Murty studied at the Bishop Cotton Boys' School in Bangalore. After completing his twelfth standard board exams, he moved to the US, where he obtained a BS degree in computer science from Cornell University in 2005. This was followed by a PhD in computer engineering from Harvard University, which he obtained in 2011. The subject of his thesis was opportunistic wireless networks, networks that work by continually seeking and using underused portions of the spectrum, and vacating them if any incumbent returns. His doctoral research was supported by a Siebel Scholars Fellowship and a Microsoft Research Fellowship.

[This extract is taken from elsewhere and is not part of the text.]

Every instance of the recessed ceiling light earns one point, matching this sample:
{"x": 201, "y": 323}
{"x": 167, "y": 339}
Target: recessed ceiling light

Rohan was briefly married to Lakshmi Venu (Srinivasan), daughter of Venu Srinivasan, chairman of TVS Motors, and of his wife, Mallika Srinivasan, CEO of TAFE. The wedding was held in June 2011; however, the couple separated in 2013 and were granted a divorce in October 2015. In December 2019, he married Aparna Krishnan, daughter of former Indian Navy officer K.R. Krishnan and his wife, Savithri Krishnan, a retired employee of SBI.

==Corporate career==
In June 2013, Murty was appointed as an executive assistant at the Chairman's Office reporting to Narayana Murthy at Infosys, when Narayana Murthy returned to the company. His appointment as Vice President at Infosys was subject to approval by the Indian Ministry of Corporate Affairs. Murty left Infosys on 14 June 2014, when his father stepped down as Executive Chairman. As of 1 June 2013, Murty is said to have owned Infosys shares worth $347 million.

==Murty Classical Library==
Although he does not read Sanskrit, when Murty was a doctoral student of computer science at Harvard, he took a class focusing on Kumarila Bhatta's Shlokavartika, which got him interested in ancient Indian philosophy and sciences.

He is the founder of the Murty Classical Library of India, a continuation of the Clay Sanskrit Library Project headed by Sheldon Pollock. In 2016, he rejected a petition asking that Pollock be removed from the position of chief editor of the Murty Classical Library.